Sin atreverse a abrirlo intentó imaginar qué tendría su padre que decirle. Tal vez le daría sabios consejos. Tal vez le mandaría un abrazo a través del tiempo.
Tal vez me dé pistas sobre quién o quiénes iban a matarle, pensó apretando los dientes.
Con sumo cuidado rasgó la solapa e introdujo la mano. Dentro había otro sobre más pequeño, de color blanco, y una nota manuscrita al reverso de una de las tarjetas del librero.
Querido Paul:
Enhorabuena. Hans estaría orgulloso. Aquí tienes lo que tu padre me dejó para ti. Desconozco su contenido pero espero que te sirva de ayuda.
S. K.
Abrió el segundo sobre y una pequeña hoja blanca impresa en azul cayó al suelo. Paul quedó paralizado a medio camino entre la decepción y el asombro al recogerlo y ver lo que era.
La casa de empeños Metzger era un lugar frío, aún más que la calle en aquel principio de noviembre. Paul se sacudió los pies en la alfombrilla antes de entrar, pues afuera no paraba de llover. Dejó el paraguas en el paragüero y echó un vistazo curioso alrededor. Recordaba vagamente la mañana, hacía cuatro años ya, en la que su madre y él habían ido a una casa de empeños de Schwabing para empeñar el reloj de su padre. Era un lugar aséptico, con estanterías de cristal y empleados de corbata.
Metzger, sin embargo, era más parecido a un enorme cajón de sastre con olor a naftalina. Desde fuera el local parecía pequeño e insignificante, pero una vez cruzado el umbral se descubría una estancia enorme, llena a rebosar de muebles, radios de galena, figuras de cerámica e incluso una jaula para pájaros dorada. Por todas partes el polvo y la herrumbre se había adueñado de los más variados objetos, que habían fondeado allí por última vez, sin posibilidad alguna de volver a ser usados jamás. Paul contempló asombrado un gato disecado en el acto de atrapar un gorrión al vuelo, también disecado. Entre la pata extendida del felino y el ala del pájaro se había formado una tela de araña.

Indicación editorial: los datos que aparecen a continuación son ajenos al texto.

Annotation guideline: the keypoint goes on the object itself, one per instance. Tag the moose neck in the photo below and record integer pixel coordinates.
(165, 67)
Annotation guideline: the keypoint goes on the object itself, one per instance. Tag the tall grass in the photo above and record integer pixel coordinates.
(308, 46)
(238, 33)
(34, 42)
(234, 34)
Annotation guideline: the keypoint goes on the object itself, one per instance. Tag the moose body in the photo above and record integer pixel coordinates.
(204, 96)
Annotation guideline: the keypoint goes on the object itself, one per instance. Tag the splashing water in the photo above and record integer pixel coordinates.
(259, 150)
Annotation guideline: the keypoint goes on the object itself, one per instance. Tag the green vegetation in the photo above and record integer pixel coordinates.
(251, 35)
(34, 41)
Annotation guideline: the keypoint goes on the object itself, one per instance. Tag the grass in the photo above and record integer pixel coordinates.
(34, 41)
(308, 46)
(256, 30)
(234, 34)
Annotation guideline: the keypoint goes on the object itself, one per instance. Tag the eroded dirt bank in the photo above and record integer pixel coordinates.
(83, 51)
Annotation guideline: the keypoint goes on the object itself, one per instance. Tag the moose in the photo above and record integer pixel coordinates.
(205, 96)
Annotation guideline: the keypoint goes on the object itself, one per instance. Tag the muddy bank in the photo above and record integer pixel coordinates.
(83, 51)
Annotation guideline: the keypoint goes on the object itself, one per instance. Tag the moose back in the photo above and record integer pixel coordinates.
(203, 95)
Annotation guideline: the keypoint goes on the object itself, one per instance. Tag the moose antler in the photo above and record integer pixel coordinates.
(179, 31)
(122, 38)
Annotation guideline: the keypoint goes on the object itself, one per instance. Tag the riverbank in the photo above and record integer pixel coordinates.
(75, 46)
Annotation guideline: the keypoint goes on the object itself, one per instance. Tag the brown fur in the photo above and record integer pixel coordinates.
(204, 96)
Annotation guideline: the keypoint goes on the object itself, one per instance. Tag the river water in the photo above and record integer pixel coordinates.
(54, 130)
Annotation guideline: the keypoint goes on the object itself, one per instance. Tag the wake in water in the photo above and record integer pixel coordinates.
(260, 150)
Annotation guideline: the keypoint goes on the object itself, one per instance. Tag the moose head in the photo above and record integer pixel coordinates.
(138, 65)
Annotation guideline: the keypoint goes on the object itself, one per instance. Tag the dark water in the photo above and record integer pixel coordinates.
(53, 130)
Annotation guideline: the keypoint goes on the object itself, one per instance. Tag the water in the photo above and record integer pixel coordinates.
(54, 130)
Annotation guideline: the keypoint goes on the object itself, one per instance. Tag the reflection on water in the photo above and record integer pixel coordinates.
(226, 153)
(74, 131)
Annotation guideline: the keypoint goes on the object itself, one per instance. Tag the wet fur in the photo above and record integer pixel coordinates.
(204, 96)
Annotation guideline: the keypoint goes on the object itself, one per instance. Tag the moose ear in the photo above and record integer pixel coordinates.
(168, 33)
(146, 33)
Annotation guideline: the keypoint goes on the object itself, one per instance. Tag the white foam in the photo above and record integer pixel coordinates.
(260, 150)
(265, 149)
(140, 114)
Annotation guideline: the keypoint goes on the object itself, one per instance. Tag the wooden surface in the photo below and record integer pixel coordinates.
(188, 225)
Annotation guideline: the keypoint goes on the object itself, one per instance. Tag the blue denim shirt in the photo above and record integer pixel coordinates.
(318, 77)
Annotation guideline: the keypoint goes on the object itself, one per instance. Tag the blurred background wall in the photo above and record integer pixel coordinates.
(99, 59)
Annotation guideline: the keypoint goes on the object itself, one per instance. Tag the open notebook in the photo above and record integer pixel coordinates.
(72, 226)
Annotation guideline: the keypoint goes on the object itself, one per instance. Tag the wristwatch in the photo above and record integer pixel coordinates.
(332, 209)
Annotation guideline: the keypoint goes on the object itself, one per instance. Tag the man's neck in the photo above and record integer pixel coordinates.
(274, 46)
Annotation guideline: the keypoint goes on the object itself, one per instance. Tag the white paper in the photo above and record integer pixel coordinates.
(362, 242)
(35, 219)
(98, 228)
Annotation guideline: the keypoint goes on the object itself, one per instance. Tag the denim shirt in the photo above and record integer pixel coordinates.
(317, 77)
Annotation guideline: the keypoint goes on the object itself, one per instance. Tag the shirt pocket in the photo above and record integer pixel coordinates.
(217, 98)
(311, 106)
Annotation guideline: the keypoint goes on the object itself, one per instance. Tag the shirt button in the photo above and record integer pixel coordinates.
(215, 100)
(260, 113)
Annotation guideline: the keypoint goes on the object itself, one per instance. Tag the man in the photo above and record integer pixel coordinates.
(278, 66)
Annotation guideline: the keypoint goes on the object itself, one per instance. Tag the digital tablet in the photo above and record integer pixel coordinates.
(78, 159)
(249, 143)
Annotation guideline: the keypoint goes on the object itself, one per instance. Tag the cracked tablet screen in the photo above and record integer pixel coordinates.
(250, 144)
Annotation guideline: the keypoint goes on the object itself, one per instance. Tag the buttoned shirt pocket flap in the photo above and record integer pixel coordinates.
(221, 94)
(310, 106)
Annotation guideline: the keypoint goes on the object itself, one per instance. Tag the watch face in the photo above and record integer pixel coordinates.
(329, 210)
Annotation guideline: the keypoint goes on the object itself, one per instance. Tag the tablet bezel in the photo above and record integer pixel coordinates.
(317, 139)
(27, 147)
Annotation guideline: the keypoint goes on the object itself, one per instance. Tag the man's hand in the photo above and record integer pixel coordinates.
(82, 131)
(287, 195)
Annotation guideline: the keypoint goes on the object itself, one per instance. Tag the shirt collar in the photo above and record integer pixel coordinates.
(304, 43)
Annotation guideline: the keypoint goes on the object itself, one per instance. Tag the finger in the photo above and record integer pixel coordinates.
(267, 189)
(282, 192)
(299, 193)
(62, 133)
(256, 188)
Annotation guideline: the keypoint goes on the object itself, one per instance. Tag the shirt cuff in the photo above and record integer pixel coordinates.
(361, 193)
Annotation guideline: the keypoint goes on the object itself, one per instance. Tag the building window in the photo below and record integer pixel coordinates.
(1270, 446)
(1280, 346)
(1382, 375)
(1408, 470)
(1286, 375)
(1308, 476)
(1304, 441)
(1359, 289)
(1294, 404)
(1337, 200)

– Esto no es un museo, muchacho.
Paul se dio la vuelta, sobresaltado. Junto a él se había materializado un viejo delgado y chupado, envuelto en un guardapolvo azul que le quedaba grande y acentuaba aún más su delgadez.
– ¿Es usted Metzger?
– Sí, soy yo. Y si lo que me traes no es de oro, no lo quiero.

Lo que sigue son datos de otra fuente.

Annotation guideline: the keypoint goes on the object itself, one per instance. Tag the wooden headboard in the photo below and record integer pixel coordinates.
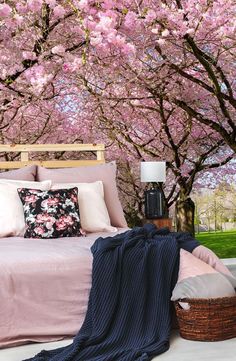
(25, 149)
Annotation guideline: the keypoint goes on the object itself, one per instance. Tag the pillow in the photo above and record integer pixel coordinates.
(51, 214)
(199, 280)
(26, 174)
(93, 211)
(12, 221)
(88, 174)
(209, 257)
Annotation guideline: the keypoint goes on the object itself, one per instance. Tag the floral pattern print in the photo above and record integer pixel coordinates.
(51, 214)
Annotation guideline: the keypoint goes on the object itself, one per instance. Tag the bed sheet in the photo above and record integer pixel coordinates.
(44, 287)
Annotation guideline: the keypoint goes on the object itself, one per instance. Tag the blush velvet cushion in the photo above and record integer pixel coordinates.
(88, 174)
(93, 211)
(12, 221)
(25, 174)
(51, 214)
(197, 279)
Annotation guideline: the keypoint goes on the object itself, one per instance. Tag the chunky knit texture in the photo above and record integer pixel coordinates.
(129, 310)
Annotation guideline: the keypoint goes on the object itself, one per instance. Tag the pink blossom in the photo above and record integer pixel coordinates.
(151, 15)
(66, 67)
(165, 33)
(18, 19)
(96, 38)
(51, 3)
(29, 55)
(59, 11)
(5, 10)
(130, 19)
(161, 41)
(22, 9)
(105, 23)
(83, 4)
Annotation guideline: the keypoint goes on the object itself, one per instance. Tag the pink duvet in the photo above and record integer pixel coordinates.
(44, 287)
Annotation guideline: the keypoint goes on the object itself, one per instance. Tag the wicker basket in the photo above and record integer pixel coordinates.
(207, 319)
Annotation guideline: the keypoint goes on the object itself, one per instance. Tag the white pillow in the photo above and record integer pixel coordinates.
(92, 207)
(12, 222)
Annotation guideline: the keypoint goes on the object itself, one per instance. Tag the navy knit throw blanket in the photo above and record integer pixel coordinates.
(129, 309)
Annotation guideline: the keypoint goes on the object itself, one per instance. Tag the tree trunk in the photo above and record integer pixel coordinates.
(184, 212)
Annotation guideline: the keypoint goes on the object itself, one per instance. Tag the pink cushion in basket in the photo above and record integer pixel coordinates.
(86, 174)
(209, 257)
(26, 174)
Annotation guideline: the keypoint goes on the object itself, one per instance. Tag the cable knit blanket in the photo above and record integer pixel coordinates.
(129, 309)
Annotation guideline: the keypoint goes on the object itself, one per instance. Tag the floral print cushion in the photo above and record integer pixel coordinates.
(51, 214)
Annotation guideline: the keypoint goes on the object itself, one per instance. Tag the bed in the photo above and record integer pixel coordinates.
(45, 283)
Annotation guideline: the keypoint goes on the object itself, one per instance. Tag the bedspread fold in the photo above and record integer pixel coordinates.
(129, 310)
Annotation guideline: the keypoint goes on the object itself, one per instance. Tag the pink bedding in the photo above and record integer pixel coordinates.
(44, 287)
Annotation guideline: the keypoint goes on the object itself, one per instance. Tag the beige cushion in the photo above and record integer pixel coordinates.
(93, 211)
(12, 222)
(197, 279)
(25, 173)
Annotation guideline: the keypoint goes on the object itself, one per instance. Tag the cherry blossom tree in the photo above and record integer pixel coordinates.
(156, 77)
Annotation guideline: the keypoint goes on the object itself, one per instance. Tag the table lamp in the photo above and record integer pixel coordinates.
(154, 172)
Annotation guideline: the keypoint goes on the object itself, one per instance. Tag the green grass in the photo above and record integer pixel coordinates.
(222, 243)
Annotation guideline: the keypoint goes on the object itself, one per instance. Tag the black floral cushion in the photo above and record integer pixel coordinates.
(51, 214)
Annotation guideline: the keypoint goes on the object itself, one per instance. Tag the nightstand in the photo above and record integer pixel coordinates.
(161, 222)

– En realidad no he venido a empeñar, sino a rescatar -respondió Paul, con dureza. Aquel hombre de ademanes traicioneros le desagradaba profundamente.
Por los ojillos minúsculos del viejo cruzó un relámpago de codicia. Era evidente que el negocio no iba demasiado bien en aquellos tiempos.
– Disculpa, muchacho… cada día entran aquí una veintena de personas que creen que el viejo camafeo de cobre de su bisabuela merece unos cuantos miles de marcos. Pero veamos, veamos qué me traes.
Paul le tendió la papeleta azul y blanca que había encontrado en el sobre que le había mandado el librero. En la esquina superior izquierda venía el nombre y la dirección de Metzger, hacia la que Paul había salido disparado a toda velocidad en cuanto se recobró de la sorpresa de no encontrar una carta. En el centro venían anotadas a mano cuatro palabras.
Art. 91231
21 marcos
El viejo señaló la papeleta.
– Falta un pedazo. No admitimos papeletas en mal estado.
La esquina superior derecha, donde debería figurar el nombre de quien había hecho el depósito, había desaparecido. Tan sólo quedaba un rasgón de bordes irregulares.
– El número del artículo es perfectamente legible -dijo Paul.
– Pero no podemos entregar los objetos que depositan nuestros clientes al primero que llegue.